Lancaster doesn't rate as highly as Philadelphia on the health-care meter, but its 8.5 on that score combined with a slower, more bucolic lifestyle put it at No. 2 on the magazine's Best Places to Retire list — right behind Sarasota, Fla. Although U.S. News doesn't dwell on several other factors, reasons for Lancaster's high desirability for retirees should be obvious: lots of shopping outlets, multiple miniature golf courses, much easier to dodge Amish buggies than big-city drivers, and a smorgasbord of all-you-can-eat buffets with early-bird pricing. Besides being a great place to retire, Lancaster also came in at No. 41 as a best place to live. Its primary drawback, says U.S. News, is that the county's quantity of livestock can occasionally make it a little smelly.

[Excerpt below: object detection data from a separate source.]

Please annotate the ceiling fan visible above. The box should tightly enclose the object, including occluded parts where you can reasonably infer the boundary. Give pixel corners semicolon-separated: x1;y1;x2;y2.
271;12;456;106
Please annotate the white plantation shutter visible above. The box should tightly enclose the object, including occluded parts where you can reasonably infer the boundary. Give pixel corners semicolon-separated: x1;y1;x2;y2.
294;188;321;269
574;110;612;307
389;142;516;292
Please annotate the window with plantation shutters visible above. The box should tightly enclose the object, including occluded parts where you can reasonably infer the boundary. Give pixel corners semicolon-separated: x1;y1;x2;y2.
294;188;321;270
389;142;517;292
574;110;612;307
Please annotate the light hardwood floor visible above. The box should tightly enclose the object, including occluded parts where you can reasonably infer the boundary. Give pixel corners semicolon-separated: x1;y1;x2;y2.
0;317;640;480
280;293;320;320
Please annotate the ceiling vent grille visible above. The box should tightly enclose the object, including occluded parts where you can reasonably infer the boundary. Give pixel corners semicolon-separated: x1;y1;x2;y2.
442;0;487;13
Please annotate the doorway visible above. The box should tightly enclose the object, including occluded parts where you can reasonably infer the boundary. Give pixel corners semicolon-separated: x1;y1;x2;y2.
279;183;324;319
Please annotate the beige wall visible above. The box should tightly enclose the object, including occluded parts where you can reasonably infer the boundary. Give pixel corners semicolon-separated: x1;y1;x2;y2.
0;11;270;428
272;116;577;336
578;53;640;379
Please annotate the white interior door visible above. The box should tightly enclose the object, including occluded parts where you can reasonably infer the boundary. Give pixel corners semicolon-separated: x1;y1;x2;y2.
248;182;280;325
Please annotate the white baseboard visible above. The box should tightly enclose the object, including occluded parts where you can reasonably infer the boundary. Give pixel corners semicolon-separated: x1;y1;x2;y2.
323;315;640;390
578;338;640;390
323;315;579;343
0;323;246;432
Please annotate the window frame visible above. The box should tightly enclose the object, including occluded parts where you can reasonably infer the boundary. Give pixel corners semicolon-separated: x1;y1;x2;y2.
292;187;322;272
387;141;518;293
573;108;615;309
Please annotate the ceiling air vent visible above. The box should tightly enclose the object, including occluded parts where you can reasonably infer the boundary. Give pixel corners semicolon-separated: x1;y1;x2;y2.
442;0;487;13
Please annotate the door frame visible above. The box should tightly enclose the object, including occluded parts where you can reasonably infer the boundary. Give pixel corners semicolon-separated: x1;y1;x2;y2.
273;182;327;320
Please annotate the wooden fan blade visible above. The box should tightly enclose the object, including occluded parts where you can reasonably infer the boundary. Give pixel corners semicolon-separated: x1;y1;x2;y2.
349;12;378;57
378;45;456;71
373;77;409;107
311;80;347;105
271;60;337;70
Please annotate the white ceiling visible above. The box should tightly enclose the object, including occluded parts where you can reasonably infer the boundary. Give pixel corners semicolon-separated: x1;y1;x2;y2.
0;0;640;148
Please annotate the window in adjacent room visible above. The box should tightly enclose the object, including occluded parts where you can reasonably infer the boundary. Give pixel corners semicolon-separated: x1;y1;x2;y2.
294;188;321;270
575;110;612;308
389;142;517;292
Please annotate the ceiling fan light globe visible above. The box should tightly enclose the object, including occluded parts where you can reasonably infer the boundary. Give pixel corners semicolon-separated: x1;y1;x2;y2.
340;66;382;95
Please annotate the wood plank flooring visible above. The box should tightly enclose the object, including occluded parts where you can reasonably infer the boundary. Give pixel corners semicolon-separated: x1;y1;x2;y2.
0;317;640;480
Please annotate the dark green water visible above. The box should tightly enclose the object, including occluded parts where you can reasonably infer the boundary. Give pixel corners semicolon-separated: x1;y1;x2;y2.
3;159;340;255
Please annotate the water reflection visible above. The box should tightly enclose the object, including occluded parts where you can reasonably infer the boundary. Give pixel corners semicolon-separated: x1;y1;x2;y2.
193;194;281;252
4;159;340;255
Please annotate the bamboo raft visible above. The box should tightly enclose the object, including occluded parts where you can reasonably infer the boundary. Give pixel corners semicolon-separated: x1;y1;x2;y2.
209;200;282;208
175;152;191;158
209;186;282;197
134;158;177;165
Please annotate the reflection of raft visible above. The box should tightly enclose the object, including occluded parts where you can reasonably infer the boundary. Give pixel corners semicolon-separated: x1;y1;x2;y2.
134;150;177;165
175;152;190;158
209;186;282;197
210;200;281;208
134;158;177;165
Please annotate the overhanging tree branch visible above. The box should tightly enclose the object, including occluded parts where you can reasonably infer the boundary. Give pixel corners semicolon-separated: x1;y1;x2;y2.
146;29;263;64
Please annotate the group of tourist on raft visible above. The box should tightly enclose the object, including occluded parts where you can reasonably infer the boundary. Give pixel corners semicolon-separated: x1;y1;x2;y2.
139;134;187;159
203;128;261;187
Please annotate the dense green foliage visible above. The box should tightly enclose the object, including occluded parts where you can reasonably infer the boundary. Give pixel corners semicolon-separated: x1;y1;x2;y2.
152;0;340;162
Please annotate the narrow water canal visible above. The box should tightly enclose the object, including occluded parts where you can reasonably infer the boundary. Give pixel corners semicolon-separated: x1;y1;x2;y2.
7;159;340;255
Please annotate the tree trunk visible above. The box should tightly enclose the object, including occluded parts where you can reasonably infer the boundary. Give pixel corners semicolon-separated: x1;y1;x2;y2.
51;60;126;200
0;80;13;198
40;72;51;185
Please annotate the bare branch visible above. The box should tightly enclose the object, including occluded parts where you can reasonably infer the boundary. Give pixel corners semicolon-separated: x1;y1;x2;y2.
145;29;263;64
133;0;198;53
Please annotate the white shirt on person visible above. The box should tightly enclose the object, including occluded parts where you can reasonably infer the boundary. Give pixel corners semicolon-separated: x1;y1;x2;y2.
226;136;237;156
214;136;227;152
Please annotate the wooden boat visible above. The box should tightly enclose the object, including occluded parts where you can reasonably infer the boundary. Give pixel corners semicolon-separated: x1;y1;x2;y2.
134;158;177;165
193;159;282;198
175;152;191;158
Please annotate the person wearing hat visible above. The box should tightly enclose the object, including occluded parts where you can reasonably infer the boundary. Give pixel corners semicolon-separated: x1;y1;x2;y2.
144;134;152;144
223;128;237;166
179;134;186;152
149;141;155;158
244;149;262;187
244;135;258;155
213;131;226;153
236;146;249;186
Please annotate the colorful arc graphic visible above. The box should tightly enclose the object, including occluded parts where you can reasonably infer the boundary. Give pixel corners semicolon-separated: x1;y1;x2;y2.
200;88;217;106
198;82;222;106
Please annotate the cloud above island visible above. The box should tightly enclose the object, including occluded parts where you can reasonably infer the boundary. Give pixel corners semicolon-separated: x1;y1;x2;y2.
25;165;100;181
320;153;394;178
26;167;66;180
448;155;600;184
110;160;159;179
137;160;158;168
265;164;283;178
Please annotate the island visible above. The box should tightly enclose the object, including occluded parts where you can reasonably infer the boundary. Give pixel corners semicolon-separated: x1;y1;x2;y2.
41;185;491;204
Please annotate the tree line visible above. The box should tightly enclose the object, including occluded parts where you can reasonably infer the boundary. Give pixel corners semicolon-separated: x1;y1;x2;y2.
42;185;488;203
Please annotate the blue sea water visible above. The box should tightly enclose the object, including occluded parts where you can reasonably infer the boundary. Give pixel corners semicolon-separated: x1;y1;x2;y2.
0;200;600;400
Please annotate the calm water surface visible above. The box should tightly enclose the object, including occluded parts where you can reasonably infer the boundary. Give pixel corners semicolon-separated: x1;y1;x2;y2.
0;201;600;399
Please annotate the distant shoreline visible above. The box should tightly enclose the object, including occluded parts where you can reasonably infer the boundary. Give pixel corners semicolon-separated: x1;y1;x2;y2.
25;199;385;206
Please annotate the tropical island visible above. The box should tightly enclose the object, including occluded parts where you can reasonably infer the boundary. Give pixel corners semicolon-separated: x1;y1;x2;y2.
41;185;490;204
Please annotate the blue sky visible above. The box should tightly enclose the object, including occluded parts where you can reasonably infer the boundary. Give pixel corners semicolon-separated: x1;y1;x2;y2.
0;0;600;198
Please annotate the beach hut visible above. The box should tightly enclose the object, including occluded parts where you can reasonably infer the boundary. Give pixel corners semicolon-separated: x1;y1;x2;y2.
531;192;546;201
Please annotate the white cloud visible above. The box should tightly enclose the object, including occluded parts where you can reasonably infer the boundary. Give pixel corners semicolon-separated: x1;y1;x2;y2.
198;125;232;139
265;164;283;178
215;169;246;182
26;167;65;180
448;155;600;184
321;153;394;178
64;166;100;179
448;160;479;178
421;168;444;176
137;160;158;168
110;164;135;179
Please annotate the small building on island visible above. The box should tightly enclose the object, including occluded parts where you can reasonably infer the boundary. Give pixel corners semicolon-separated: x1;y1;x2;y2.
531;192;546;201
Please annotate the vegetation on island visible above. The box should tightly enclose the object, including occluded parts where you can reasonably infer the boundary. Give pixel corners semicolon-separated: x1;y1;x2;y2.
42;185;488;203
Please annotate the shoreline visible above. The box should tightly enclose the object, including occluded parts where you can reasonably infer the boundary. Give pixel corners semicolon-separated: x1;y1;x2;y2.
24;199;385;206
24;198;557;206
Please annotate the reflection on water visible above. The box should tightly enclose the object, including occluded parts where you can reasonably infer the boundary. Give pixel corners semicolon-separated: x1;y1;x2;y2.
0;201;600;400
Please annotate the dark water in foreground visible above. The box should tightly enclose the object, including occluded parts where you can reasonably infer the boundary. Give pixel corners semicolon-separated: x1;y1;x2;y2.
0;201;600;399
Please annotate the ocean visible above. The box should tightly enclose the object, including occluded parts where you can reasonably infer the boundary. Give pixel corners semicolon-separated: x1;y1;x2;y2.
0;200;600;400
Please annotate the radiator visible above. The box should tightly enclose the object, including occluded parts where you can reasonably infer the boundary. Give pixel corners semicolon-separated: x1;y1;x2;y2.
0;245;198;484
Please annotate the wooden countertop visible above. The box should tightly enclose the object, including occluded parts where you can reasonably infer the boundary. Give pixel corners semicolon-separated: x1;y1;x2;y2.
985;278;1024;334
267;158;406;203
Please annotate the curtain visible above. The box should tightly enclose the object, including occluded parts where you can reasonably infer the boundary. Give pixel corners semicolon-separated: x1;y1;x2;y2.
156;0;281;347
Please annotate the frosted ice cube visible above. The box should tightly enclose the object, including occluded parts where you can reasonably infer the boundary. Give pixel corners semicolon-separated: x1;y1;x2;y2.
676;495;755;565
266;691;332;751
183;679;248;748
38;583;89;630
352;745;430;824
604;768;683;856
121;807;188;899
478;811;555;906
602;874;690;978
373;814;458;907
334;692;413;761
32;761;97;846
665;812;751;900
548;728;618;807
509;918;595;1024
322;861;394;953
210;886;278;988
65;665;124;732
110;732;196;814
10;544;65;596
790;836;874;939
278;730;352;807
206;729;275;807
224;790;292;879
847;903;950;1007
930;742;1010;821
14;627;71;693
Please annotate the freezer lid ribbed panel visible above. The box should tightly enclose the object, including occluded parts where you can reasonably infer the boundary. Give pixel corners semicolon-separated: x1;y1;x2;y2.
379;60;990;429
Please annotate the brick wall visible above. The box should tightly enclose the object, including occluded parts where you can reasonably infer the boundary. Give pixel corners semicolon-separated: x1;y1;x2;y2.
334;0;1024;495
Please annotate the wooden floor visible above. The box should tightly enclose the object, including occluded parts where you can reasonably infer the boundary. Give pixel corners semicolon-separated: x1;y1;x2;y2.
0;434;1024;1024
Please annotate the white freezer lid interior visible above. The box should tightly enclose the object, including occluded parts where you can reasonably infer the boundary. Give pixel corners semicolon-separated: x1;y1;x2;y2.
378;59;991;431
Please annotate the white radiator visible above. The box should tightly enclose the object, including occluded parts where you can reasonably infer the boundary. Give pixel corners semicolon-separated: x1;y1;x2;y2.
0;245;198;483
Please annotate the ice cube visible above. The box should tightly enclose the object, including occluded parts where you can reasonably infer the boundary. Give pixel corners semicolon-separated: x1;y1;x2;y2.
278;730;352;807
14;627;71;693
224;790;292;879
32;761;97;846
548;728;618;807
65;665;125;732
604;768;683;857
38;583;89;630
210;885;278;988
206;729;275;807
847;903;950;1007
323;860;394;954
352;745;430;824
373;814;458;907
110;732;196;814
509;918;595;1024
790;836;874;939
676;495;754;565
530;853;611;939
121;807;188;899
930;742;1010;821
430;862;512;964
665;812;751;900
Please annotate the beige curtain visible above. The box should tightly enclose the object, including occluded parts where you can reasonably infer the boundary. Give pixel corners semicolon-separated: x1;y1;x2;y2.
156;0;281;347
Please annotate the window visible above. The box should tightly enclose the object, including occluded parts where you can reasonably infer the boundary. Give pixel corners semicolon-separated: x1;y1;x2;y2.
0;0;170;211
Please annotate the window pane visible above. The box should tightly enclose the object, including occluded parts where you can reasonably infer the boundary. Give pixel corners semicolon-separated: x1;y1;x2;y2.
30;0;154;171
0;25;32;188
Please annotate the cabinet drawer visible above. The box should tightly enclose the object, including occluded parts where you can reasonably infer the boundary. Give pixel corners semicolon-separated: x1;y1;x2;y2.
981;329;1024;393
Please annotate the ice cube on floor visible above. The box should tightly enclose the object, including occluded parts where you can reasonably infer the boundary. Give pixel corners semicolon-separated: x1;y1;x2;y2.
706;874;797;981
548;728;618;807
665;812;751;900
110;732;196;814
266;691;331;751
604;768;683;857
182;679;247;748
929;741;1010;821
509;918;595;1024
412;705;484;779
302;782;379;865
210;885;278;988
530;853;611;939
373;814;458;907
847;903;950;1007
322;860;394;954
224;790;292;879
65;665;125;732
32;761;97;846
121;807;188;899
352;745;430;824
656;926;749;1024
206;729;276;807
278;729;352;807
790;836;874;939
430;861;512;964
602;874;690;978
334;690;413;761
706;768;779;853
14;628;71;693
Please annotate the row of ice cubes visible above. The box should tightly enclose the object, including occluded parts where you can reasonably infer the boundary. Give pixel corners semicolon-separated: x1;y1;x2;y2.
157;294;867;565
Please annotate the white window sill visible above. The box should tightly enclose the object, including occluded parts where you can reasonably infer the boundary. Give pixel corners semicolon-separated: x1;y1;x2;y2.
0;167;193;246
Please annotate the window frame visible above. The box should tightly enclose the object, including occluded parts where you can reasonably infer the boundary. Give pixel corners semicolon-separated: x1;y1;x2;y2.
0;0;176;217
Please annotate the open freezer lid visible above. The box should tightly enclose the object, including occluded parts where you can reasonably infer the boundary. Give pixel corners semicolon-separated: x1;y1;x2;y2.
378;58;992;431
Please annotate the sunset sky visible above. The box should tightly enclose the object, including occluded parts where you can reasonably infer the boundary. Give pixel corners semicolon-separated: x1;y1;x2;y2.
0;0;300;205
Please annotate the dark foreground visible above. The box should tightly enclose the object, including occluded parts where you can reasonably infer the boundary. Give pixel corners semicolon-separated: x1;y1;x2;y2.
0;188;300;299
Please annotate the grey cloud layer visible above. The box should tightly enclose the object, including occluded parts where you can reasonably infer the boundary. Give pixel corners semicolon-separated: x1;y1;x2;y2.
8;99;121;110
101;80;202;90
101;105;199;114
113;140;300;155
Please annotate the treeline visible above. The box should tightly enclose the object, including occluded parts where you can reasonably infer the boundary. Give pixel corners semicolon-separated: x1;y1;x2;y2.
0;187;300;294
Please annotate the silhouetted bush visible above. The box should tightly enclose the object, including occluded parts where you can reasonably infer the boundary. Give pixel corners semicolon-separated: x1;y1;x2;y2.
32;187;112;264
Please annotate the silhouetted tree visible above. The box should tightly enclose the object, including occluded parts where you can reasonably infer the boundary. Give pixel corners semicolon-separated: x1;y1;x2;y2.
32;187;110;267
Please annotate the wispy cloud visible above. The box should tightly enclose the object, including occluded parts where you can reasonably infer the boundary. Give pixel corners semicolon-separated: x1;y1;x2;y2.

Several other area spots hit the Top 100. Allentown was the 25th-best place to retire and the 79th-best place to live — it also scores very high in health care. Scranton came in as the 52nd-best place to retire and the 86th-best place to live. Harrisburg did not make the Top 100 as a place to live but finished a strong No. 38 as a place to retire. State legislators have long proved it a great place to do nothing.

U.S. News judged each area based on six factors: the happiness of the residents, housing affordability, health-care quality, retiree taxes, the job market (not all retirees wish to exit the workforce completely), and desirability — meaning how much retirees desire to live there, not how desirable the retirees are.

No city in New Jersey or Delaware made either chart.